Comment 6th July 2010

I am in favour of retaining the Human Rights Act 1998 in its current form, but an alarming number of people who want the HRA repealed makes me want to suggest that, if the HRA would be repealed, let it be replaced by an even more powerful and more entrenched instrument such as the Bill of Rights. The Bill can be crafted to incorporate all the rights enshrined in the HRA (so that we are not at odds with the ECHR), and also incorporate Economic and Social Rights under the European Charter of Fundamental Rights (EUCFR), especially Article 4 which covers rights such as the Right to Health (medical treatment) and Workers rights to e.g safe working environment, Collective Bargaining and Industrial Action.

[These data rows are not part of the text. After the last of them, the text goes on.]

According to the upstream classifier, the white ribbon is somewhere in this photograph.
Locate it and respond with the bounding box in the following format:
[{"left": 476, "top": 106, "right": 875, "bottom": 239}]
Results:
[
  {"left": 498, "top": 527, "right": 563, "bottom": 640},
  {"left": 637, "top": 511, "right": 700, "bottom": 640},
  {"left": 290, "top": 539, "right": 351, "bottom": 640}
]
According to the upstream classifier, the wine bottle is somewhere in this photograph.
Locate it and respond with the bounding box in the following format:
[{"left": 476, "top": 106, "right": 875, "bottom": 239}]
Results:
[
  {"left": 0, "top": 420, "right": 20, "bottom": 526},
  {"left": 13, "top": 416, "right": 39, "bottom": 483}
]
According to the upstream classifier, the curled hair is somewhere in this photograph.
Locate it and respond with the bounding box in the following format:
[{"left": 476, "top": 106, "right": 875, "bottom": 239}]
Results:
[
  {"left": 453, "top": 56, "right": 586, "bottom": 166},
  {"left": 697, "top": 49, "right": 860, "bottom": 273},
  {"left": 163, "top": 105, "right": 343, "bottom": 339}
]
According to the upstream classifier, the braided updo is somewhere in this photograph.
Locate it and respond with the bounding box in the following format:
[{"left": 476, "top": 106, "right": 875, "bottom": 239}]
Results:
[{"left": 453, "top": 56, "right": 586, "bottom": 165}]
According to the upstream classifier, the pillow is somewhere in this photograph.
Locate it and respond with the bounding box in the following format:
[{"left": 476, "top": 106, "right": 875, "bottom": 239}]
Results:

To protect the Bill of Rights against easy repeal as a result of Parliamentary Sovereignty, it can be procedurally entrenched in a similar way to the Canadian Bill of Rights making it a requirement to hold a referendum to repeal it in addition to a high threshhold of support by both houses of parliament.

Why does this matter?

If implemented, it would enhance Human Rights protection in the UK. By making certain Economic and Social rights under the EUCFR justiciable in Britain, the Government would be held to account to improve the quality of its provision of health to the population. The implementation of Workers Rights under Art 4 of the EUCFR would remove the Labour Government's so called 'red lines', the protocol signed by the Labour Government when sighning the Lisbon Treaty in 2007.